Internship Report of Jerome Bou Aziz (June 1999):

I was assigned to work on EiffelBench (known as ebench).
Thus I joined a team composed essentially of Emmanuel Stapf
here in Santa Barbara, but also Michael in Germany, Eric in
France, David Schwartz (for time to time on VMS) and from
time to time, depending on the good will of the INS officer
in charge, Emmanuel Texier (for the run-time).

The first challenge was to get to know ebench deep enough to
be able to work on it: it is a 2500 classes application !!!
Then my work was composed of various little tasks to improve
the compiler, its speed or some bug fixes. To make short a
long story, I choose to present in the rest of this document
one of those tasks: the rewriting of the dead code removal. 

==============================================================================
Table of contents

Introduction

The structure of an Eiffel program seen from the compiler
	The feature id
	The body id
	The routine id

A few word about dependencies
	What are the dependencies ?
	Structure of a server
	Structure of a FEATURE_DEPEDENDANCE

The dead code removal
	Introduction
	The algorithm itself
		The procedure record
		The marking process
			Marking the feature
			Propagation to the clients
			Propagation to the heirs

Problem due to the incrementality of the compiler
	Upgrade of the DEPEND_UNIT
	Upgrade of the CLASS_DEPENDANCE

Conclusion
==============================================================================


Introduction

The main problem with the former dead code removal degree was not a lack of
efficiency in removing dead code but how slowly it was doing it. The challenge
for the new dead code removal was to keep doing exactly the same thing but
much faster.

In fact the rewriting of the dead code removal took place in a larger process
of improvement of the compilation speed. A big customer had a huge system of
more then 3000 classes that took more than 110 hours to finalize. He wanted to
be able to compile it overnight. At the end of the process, he was able to
compile his system in a bit more than 13 hours.

The new dead code removal itself took nearly 2 weeks to come to what it is today.
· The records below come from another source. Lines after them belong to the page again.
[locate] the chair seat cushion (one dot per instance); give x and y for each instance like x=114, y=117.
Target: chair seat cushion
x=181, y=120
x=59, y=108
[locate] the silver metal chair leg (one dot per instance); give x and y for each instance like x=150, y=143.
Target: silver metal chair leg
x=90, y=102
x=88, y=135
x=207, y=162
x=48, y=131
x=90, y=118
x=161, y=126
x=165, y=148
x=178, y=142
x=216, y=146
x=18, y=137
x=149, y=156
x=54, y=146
A few words about the structure of an Eiffel system viewed from inside the
compiler...Got your id ?

An Eiffel program is a set of clusters, each of one is a set of classes, each
of one is a set of feature. Each feature can be either a function or an
attribute.

Inside the compiler the notion of cluster is an artificial notion that we
forget very early. In fact this notion is just taken into account in the
very first degrees of compilation (6 and 5: the parsing degrees) in case of
an override cluster (if two features have the same name, one in the override
cluster, one somewhere else, then it is not an error: the feature in the
override cluster in the right one, the over is to be forgotten).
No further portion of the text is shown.